Special characters wrong encoding
I have a problem with the encoding of special characters. If I send e.g. ß from the client to the server and print it to the console, I only see: Ò
I already tried to replace all Special chars to HTML entities and on server side entities to special chars. But that's not working either.
All special chars I print to the console from the server-script have wrong encodings! So it's definitely a PHP/Server-Problem.
This likely doesn't have to do with anything HTML but character encoding. The WebSocket specification states everything has to be UTF-8 so special characters shouldn't be a problem.

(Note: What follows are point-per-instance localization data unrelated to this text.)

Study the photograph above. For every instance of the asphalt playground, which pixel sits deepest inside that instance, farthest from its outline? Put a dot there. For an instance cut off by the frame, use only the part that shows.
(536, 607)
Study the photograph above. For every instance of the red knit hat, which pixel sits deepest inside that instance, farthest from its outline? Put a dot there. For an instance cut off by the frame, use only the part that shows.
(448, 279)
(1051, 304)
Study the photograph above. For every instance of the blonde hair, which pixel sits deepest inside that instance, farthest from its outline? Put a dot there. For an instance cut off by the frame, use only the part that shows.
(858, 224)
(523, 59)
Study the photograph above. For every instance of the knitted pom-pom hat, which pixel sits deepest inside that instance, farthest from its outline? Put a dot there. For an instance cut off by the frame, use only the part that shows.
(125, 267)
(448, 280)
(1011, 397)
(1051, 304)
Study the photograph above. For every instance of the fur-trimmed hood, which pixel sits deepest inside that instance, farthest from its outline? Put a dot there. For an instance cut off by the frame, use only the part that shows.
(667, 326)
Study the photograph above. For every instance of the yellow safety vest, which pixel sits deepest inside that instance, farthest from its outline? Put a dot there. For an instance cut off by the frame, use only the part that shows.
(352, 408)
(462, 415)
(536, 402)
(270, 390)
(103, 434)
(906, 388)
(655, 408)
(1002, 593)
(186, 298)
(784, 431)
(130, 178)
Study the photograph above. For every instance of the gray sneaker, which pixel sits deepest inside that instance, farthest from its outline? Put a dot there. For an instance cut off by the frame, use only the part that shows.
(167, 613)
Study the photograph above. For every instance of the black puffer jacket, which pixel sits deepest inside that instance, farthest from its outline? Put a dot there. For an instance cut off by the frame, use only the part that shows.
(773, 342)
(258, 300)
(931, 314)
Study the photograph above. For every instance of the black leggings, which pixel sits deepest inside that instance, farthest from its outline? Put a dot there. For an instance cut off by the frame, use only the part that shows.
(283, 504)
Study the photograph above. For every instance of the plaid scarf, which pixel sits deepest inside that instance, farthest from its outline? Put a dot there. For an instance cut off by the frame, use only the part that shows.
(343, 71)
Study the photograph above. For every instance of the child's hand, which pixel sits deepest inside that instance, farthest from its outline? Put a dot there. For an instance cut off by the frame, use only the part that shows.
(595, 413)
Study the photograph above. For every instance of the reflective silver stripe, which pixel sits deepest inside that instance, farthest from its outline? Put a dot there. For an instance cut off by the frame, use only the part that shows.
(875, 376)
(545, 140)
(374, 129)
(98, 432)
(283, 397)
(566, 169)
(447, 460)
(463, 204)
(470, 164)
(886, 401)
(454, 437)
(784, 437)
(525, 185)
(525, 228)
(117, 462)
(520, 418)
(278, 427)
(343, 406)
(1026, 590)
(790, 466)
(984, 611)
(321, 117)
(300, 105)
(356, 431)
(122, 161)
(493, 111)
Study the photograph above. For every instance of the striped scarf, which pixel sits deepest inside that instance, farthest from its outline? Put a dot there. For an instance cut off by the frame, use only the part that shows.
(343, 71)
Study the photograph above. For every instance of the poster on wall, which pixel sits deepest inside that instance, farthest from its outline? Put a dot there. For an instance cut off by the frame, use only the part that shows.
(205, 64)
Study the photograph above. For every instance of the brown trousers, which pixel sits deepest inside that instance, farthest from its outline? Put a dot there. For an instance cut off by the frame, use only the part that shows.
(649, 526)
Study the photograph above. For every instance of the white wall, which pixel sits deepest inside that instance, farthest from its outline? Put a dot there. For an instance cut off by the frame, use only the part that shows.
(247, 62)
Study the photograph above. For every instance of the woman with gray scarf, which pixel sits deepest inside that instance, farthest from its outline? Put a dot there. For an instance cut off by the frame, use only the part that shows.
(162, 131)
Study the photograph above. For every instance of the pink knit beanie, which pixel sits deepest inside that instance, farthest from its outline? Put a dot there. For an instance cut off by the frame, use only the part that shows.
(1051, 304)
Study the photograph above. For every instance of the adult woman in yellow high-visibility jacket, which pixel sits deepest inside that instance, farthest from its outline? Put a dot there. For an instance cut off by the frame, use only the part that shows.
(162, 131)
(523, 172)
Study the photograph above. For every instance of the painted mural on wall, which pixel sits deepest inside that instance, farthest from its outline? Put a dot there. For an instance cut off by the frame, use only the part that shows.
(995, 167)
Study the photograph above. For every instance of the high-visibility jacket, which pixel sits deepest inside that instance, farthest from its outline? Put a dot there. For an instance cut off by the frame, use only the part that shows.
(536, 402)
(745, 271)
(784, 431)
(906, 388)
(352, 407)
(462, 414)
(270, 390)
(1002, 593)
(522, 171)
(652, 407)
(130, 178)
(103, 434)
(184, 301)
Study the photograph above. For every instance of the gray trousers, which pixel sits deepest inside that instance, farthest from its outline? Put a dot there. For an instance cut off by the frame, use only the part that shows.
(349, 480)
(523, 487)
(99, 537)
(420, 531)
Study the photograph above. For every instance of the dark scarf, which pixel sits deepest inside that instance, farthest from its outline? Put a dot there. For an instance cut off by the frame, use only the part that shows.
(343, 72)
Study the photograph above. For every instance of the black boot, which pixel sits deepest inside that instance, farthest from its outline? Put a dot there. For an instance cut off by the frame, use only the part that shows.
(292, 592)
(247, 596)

Make sure the ini setting mbstring.func_overload is set to 0.
Also check your default_charset and any iconv settings.
I checked those config options. mbstring.func_overload is set to 0, default_charset, input_encoding, output_encoding and internal_encoding is set to utf8.
When I send special characters from the Server to the Client, everything is working fine:
server class:
<?php
class Server
{
public function onOpen(ConnectionInterface $conn)
{
$conn->send('äüöß');
}
}
client:
var ws = new WebSocket('...');
ws.onmessage = function (e) {
console.log(e.data);
}
In the console I can see "äüöß".
But when I send special characters from the client to the server and use those strings for database statements, it won't work because special chars are converted to something cryptic.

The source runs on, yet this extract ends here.